Thanks for this interview. Had meant to attend the party but got delayed in awful traffic. Saw her at the Mint a while back – am hoping she does more live gigs.

Comment by Mark Islam 08.30.10 @ 2:05 pm

I always thought Barbra Harris was better at least in the muscial performances in Nashville.

Comment by Me 08.31.10 @ 1:34 am

Nice interview, Bryan!
I loved “Nashville” when it came out and have the soundtrack in vinyl. It was this NYC girl’s first intro to country music and culture and Ronee’s “Barbara Jean” has been a big inspiration in my own musical journey. “Tape Deck in his Tractor” and “My Idaho Home” are classics! Ronee, you continue to inspire with your writing and your voice.

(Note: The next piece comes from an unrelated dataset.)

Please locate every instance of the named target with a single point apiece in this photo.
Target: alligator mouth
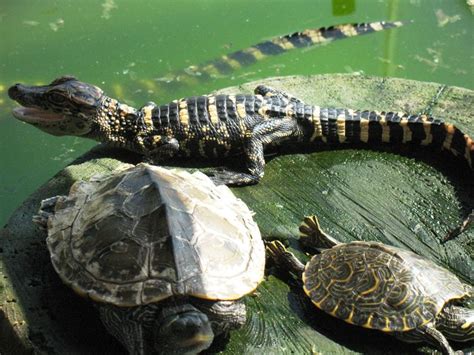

Thank you!

Comment by Jewels Nation 09.21.10 @ 11:15 am

Like so many, my first exposure to Ronee was Barbara Jean… an extraordinary performance inasmuch as she’s not simply performing her songs but she’s portraying a fragile icon on the verge of madness yet she’s still brilliant when she’s singing. The improvised breakdown on stage is a highlight; the assasination is one of the most heartbreaking conclusions to any film. I didn’t realize she was married to Wim Wenders and I’m looking forward to seeing I Played It For You.

Comment by chris woods 03.06.11 @ 4:00 pm

On Monday I saw Nashville for the second time in 35 years at a local cinema here in Paris and just loved it. However I’ve never been long estranged from the original soundtrack which I’ve owned since 1975 on vinyl, audio cassette and CD (as the old formats wear out I faithfully renew them). All the songs are jewels but Ronee’s are in particular. Since Monday I just can’t get “Dues” or “My Idaho home”out of my mind. Barbara Jean, you were always better than Connie White!

Comment by Tim Sali 03.08.12 @ 5:05 pm

I saw “Nashville” last night and found Ronee just overwhelmingly moving.

Comment by Arturov 07.26.13 @ 1:36 pm

Thank you Bryan! This was brought to my attention yesterday by journalist Jon Friedman. What a lovely interview you did.